Antoine de Gaudemar | Liberation [Editorial]| 17-09-2005

La guerre des psys est aussi vieille que la psychanalyse.

Une guerre de cent ans, pendant laquelle toute une partie de la psychiatrie officielle, et, plus tard, des psychothérapeutes moins officiels, a constamment dénoncé la théorie freudienne et ses thuriféraires. En France et en Amérique latine, les psychanalystes ont mieux résisté qu’ailleurs, où des approches plus pragmatiques, habilement présentées comme scientifiques, ont pris le dessus. Grâce à quelques figures tutélaires (Lacan, Leclaire, Dolto), les psys ont longtemps exercé ici une domination intellectuelle et sociale, sans doute excessive, qui leur a valu bien des haines.

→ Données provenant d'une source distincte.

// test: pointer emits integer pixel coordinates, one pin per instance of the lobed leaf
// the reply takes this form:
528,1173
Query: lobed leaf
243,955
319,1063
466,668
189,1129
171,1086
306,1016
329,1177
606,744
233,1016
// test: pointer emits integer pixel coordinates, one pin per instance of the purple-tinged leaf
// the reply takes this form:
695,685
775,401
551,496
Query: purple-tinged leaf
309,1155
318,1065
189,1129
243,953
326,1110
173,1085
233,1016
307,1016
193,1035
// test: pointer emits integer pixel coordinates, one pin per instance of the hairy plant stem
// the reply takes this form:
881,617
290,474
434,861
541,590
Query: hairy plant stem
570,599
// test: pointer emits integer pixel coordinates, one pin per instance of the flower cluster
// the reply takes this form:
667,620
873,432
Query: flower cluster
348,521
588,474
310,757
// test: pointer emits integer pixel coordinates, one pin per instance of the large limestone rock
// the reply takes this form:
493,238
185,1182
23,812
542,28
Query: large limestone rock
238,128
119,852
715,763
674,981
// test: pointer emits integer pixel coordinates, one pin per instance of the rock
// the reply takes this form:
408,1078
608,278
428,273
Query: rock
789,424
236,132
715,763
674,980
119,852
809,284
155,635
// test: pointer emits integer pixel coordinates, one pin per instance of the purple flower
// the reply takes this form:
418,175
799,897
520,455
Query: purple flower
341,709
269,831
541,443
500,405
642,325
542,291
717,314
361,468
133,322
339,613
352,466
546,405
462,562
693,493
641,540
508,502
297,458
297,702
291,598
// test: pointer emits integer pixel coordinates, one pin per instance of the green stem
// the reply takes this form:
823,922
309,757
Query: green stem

Affaibli entre autres par son opacité et des querelles intestines assez inaudibles, ce magistère du divan est aujourd’hui la cible d’attaques renouvelées, notamment de la part des tenants de thérapies plus dans l’air du temps. La charge pamphlétaire du Livre noir de la psychanalyse en est le dernier épisode. Ce n’est pas qu’une bataille théorique ou idéologique, c’est aussi une guerre de territoire, économique et sociétale, où tous les coups sont donc permis : désormais, on démolit le père fondateur de la théorie, Freud en personne, traité de menteur et d’escroc. Quand on veut noyer son chien, on dit qu’il a la rage. Dans ce climat de rare passion, des psychiatres et des psychanalystes continuent de travailler ensemble, et de chercher à comprendre, pour les soulager, toutes les formes psychiques de la souffrance humaine. Heureusement.